READ MORE: There’s far more to Trump and Epstein’s relationship: Trump biographer
“Donald Trump says his foreign policy puts America first,” Saletan explains. “But as he meddles in other countries, pressuring their courts to go easy on authoritarian felons and defendants, a very different pattern is emerging: Trump is fundamentally a criminal, and his foreign policy is about aiding his fellow criminals. Trump has long defended Jair Bolsonaro, the former Brazilian president who faces trial in that country for doing what Trump did in the United States: attempting a coup to stay in power after losing an election.”
Saletan laments that Trump isn’t proposing a 50 percent tariff on Brazilian goods “on behalf of American companies or workers,” but rather, “on behalf of a foreign defendant with whom Trump personally identified.”

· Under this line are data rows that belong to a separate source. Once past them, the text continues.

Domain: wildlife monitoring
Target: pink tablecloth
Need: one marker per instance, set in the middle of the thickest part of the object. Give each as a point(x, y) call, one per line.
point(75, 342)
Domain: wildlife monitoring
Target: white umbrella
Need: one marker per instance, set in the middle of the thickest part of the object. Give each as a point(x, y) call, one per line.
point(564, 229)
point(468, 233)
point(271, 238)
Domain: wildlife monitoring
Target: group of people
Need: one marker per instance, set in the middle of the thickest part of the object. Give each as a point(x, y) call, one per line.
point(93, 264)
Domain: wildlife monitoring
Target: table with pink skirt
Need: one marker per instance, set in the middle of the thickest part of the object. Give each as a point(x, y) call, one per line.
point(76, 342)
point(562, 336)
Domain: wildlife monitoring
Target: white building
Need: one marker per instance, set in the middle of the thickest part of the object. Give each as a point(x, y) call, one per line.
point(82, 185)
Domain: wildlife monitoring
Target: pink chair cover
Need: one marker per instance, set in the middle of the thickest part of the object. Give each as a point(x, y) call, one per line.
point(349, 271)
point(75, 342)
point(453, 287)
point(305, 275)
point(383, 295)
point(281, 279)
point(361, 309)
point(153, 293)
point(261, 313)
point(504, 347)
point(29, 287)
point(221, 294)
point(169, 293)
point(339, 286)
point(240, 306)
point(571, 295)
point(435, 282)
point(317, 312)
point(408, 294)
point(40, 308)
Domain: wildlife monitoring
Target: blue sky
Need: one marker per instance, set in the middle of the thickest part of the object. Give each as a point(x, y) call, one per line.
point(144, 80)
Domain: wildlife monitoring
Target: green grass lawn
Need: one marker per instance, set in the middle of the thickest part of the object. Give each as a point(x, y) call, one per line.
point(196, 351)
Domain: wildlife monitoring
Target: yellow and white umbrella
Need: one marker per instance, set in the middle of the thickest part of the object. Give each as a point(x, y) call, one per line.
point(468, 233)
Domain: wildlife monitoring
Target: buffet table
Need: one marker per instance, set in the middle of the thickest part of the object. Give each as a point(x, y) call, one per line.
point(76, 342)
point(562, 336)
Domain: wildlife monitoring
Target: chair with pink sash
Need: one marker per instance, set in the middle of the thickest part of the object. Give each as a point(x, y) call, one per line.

“On Truth Social,” Saletan observes, “Trump condemned Bolsonaro’s prosecution as ‘an attack on a Political Opponent — Something I know much about! It happened to me, times 10.’ The letter to Brazil — essentially dragging the United States into a trade war to subvert the rule of law — is the latest in a long string of moves by the American president to aid Trump-like politicians facing criminal charges or convictions in other countries…. Trump doesn’t just work to protect autocrats from justice in their own countries. He also defends them against justice in the United States.”
Saletan adds, “In 2018, a CIA assessment, backed by incriminating evidence, concluded that Saudi Crown Prince Mohammed bin Salman had ordered the murder of Jamal Khashoggi, a journalist and U.S. resident…. Trump has also defended Vladimir Putin, shifting blame from the Russian dictator to America.”